American Samoa has 17 different minimum wages, depending on the industry — with the lowest at $4.68 for garment manufacturing and the highest at $6.09 for stevedoring, and maritime shipping agency activities.  The cannery minimum wage went up to $5.26 per hour last October with the next 40 cent hike — for all local industries —to happen every three years.

GAO said in its report that in February this year, the American Samoa government announced that the local minimum wage for government workers would rise to $5.00, which is $0.19 higher than the current federally determined minimum wage ($4.81) for workers in this sector.

As previously reported by Samoa News, the Lolo Administration has suggested returning the setting of the minimum wage back to American Samoa, as was previously done before the 2007 federal law — with a commission appointed by the US Department of Labor.

It has also supported the idea of minimum wage hikes to be supported by a federal government subsidy, as well as suggesting that American Samoa establish a ‘living wage’ — rather than be required to follow the established U.S. federal minimum wage.

Meanwhile, the GAO report says that in light of the challenges affecting the tuna industry in American Samoa, the local government is seeking to diversify the economy. According to American Samoa government officials, construction of a multiline food processing plant to produce seafood-based and juice products is scheduled to begin by the end of the year.

“The government has also been involved in efforts to attract a call center to the territory,” GAO informs Congress. And it cites the territory’s proposed plans for economic diversification.

For example, the territory’s economic development plan for fiscal years 2014 to 2017 outlines economic development goals for sectors such as transportation and tourism as well as action items to achieve these goals. The plan outlines the tourism-related goal of increasing the number of passenger air carriers to American Samoa.

According to the development plan, the government hopes to achieve this by addressing federal restrictions on competition in passenger air carrier service to American Samoa with the aim of attracting lower-cost carriers and more visitors, said GAO.

However, the government recognizes constraints to attracting new business, including the cost of labor.

Another example of economic diversification cited by GAO is the territory’s 2016 Workforce Innovation and Opportunity Act Unified Plan, which targets the development of five industries: fisheries and agriculture, telecommunication and information technology, manufacturing, visitors, and handicrafts.

“The plan notes that American Samoa is experiencing emigration of workers to the United States, countered in part by immigration of tuna cannery and fishery workers from neighboring islands to American Samoa,” GAO tells Congress. “The plan cites low wages as a reason that highly skilled members of the labor force leave the territory.”

GAO also says that ASG, the territory’s largest employer, continues to report concerns about the economic impact of the scheduled minimum wage increases.
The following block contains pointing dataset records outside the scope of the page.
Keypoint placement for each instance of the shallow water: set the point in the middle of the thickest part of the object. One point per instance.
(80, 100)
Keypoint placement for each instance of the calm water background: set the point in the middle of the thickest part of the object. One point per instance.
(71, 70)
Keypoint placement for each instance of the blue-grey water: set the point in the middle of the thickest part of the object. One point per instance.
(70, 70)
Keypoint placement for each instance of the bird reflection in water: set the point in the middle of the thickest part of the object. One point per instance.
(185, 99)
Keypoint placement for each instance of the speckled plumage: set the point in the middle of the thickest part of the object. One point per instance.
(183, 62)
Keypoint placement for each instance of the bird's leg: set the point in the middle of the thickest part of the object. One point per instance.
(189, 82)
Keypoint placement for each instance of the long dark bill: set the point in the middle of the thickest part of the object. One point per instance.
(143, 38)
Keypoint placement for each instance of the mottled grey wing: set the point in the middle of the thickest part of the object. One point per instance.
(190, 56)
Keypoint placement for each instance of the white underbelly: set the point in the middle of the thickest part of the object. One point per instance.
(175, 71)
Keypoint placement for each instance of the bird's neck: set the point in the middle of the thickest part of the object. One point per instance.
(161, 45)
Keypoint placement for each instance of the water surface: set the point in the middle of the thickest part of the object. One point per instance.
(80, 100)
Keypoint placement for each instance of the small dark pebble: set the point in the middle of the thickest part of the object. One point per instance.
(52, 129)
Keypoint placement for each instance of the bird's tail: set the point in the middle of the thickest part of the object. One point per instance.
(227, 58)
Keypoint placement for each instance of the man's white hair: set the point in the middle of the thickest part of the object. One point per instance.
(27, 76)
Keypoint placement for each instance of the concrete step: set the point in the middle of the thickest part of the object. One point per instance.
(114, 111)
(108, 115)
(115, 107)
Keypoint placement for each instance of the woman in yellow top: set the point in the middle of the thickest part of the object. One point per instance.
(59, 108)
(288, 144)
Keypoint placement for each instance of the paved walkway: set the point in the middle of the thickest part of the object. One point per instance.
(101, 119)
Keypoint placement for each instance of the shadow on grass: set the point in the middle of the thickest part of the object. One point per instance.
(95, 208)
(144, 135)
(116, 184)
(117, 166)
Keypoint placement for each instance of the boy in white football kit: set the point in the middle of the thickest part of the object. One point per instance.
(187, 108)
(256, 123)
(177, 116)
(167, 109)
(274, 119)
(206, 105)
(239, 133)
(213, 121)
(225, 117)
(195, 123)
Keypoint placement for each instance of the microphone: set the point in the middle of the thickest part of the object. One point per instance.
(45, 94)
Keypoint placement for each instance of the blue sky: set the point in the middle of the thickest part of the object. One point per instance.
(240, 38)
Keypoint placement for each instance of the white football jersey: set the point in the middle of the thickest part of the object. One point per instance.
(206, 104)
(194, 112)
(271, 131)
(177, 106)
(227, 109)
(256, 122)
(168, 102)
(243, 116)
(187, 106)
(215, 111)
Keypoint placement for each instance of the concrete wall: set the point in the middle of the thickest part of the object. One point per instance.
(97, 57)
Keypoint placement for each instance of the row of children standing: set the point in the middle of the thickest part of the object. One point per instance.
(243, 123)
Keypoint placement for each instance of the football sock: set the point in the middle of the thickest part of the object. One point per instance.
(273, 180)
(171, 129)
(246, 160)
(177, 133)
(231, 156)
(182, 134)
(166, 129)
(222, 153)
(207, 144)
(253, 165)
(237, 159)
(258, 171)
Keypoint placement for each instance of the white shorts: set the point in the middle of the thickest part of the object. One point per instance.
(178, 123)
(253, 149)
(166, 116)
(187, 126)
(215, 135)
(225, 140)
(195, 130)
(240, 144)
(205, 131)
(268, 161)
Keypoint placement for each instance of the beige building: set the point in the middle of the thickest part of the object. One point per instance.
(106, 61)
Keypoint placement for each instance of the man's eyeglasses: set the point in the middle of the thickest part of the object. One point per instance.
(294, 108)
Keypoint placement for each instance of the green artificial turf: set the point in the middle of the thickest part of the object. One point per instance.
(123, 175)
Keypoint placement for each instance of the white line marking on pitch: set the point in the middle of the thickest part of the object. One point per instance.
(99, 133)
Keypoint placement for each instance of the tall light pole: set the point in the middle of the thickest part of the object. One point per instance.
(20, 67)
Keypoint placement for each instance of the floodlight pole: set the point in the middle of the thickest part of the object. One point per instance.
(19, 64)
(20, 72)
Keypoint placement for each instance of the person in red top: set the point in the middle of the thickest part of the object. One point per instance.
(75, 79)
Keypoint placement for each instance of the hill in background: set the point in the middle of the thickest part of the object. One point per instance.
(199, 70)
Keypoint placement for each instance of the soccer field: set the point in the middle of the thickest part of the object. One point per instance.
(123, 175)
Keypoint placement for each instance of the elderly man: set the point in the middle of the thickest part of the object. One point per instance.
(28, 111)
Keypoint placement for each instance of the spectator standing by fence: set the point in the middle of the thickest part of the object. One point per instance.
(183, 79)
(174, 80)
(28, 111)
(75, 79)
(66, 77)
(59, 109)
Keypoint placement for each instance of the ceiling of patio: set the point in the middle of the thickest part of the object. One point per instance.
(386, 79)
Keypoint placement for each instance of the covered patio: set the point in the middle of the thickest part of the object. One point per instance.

For example in 2014, ASG stted that the territory’s economic base is narrow and fragile, supported primarily by the American Samoa government and the tuna industry, which is subject to global market forces outside the government’s control.

The government also stated that tethering American Samoa’s minimum wage to the federal minimum wage is misguided because median income and per capita GDP are significantly lower in the territory than in the 50 U.S. states.

In 2014, the governor’s office urged against future minimum wage increases, calling the scheduled 2015 increase a “prescription for total economic ruin.”

American Samoa government officials subsequently commented that the reduction in currently scheduled minimum wage increases from $0.50 to $0.40 was helpful but that a more meaningful solution based on local conditions is needed.

GAO notes that ASG’s economic plan for fiscal years 2014 to 2017 states that the application of the federal minimum wage in the territory is “inappropriate and counterproductive to sustainable economic development.”